[Bug]: rocblas_gemm_ex with m==1 fp16 inputs/outputs f32 compute slower than a quite naive gemv kernel on MI100

[Epliz]

Describe the bug

As described in the title, rocblas_gemm_ex seems quite suboptimal when m==1 inputs/outputs are fp16 and compute is fp32 on MI100.
A quite naive kernel I implemented beats it.

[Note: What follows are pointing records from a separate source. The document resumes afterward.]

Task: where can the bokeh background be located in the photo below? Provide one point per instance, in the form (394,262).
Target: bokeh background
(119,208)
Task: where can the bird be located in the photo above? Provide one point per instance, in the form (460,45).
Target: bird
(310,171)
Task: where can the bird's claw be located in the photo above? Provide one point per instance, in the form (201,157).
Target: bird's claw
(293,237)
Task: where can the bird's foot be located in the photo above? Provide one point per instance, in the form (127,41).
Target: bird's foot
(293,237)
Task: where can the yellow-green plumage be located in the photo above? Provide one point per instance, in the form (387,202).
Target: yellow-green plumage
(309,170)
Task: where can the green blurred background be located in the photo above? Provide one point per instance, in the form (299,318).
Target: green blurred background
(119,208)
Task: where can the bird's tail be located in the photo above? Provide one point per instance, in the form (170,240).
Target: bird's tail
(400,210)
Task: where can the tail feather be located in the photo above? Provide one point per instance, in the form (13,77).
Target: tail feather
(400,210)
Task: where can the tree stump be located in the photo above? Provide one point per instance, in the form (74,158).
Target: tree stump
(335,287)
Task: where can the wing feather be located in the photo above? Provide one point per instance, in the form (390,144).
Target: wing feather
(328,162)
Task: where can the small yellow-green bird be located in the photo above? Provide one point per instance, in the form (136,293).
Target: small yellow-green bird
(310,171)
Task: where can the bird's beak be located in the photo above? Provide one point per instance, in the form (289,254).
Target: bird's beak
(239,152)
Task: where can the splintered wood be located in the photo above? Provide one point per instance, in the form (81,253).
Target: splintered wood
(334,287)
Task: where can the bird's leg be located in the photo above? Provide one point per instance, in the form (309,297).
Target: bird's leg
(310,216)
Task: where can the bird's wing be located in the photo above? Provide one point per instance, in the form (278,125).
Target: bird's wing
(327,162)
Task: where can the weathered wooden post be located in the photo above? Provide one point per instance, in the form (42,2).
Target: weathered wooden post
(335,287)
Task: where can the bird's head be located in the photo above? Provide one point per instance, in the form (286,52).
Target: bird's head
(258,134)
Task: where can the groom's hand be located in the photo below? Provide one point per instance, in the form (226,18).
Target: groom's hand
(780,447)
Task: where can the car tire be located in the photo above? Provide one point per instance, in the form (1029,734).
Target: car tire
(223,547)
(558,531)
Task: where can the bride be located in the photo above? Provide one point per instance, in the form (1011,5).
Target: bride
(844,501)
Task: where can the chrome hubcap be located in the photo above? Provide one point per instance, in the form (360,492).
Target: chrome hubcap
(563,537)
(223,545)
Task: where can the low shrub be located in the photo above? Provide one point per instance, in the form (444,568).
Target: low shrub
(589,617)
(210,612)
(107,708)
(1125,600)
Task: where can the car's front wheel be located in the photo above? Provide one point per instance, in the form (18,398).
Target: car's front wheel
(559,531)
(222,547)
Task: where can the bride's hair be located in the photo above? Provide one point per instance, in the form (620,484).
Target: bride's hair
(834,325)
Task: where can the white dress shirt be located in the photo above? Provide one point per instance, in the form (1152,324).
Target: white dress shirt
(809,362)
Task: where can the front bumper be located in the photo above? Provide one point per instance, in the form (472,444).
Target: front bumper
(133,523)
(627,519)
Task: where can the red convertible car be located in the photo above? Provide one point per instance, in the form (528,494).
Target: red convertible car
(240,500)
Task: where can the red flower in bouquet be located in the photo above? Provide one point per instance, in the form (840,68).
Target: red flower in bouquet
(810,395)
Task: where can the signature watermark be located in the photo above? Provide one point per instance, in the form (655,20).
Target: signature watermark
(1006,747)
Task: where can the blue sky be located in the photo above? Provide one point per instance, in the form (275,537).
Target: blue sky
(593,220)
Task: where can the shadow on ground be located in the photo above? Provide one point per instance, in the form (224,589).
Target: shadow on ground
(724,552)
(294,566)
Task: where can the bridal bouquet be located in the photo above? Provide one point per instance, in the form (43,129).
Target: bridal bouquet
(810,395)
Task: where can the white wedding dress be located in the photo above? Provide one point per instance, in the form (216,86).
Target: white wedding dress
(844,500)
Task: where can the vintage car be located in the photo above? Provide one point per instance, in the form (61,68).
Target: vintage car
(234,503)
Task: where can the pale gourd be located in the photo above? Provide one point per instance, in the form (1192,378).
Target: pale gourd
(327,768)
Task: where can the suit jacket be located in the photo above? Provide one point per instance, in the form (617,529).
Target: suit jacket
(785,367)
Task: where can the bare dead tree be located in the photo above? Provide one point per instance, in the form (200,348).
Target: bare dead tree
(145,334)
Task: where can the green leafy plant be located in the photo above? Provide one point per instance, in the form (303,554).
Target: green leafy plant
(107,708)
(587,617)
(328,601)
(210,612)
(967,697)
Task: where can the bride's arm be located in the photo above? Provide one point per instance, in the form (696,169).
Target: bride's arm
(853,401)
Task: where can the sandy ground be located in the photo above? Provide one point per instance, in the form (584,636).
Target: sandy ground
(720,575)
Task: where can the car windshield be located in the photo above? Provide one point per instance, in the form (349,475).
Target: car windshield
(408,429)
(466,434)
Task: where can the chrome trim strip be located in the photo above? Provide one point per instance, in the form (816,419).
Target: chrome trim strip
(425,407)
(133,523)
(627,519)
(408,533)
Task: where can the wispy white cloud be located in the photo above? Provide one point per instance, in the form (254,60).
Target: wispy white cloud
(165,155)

Causes ROCm/pytorch#1408 in pytorch.
It make LLM inference on Mistral 7b fp16 slower compared to what it could easily be.

To Reproduce

Here is a C++ reproducer:

#include <hip/hip_runtime.h>
#include <hip/hip_fp16.h>
#include <rocblas/rocblas.h>
#include <iostream>
#include <chrono>
#include <functional>


#define ROWS_PER_BLOCK 4
#define THREADS_PER_BLOCK 256

#define DIV_ROUND_UP(a, b) (((a) + (b) - 1) / (b))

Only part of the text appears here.